Victor Davis Hanson, a senior fellow at the Hoover Institution, told Newsmax Wednesday that the killing of Turning Point USA founder and CEO Charlie Kirk marked a political turning point, saying it had "crossed the Rubicon."
Kirk, a conservative activist and close ally of President Donald Trump who played an influential role in rallying young Republican voters, was shot and killed Wednesday at a Utah college event in what the governor called a political assassination carried out from a rooftop.
"It was something that we don't see in the United States. And that is Charlie Kirk wasn't just a brilliant political activist and organizer, but he was also a journalist and media figure," Hanson said during an appearance on "Finnerty."
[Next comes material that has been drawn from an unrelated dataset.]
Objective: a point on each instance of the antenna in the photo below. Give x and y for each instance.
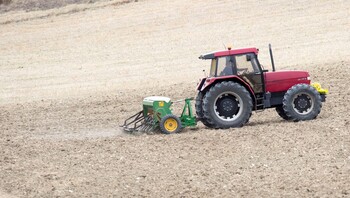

"We see people take out media figures and journalists in Mexico and Europe, but we've crossed the Rubicon. This was an effort to silence somebody who was a commentator, was a writer, was a podcaster.
"And if you think about all of the various skills that he had in speaking and writing and organizing and registering people to vote, there really was no one under the age of 35 in the United States on the conservative side that are any side that had that ability."
Hanson said Kirk was a "happy warrior" that the left wanted to destroy.
"And they did. And it was quite ironic, because I had just talked to him a few days earlier and I'd been on his podcast and afterwards we talked, and he was a happy warrior," he said.
"He was sort of like William F. Buckley. He wanted to meet and engage in people he didn't agree with. He didn't lose his temper, but he was very effective.
"And that's when he came to campus. I can't think any other conservative young person could get that many people at a campus, whether it's in Utah or anywhere else."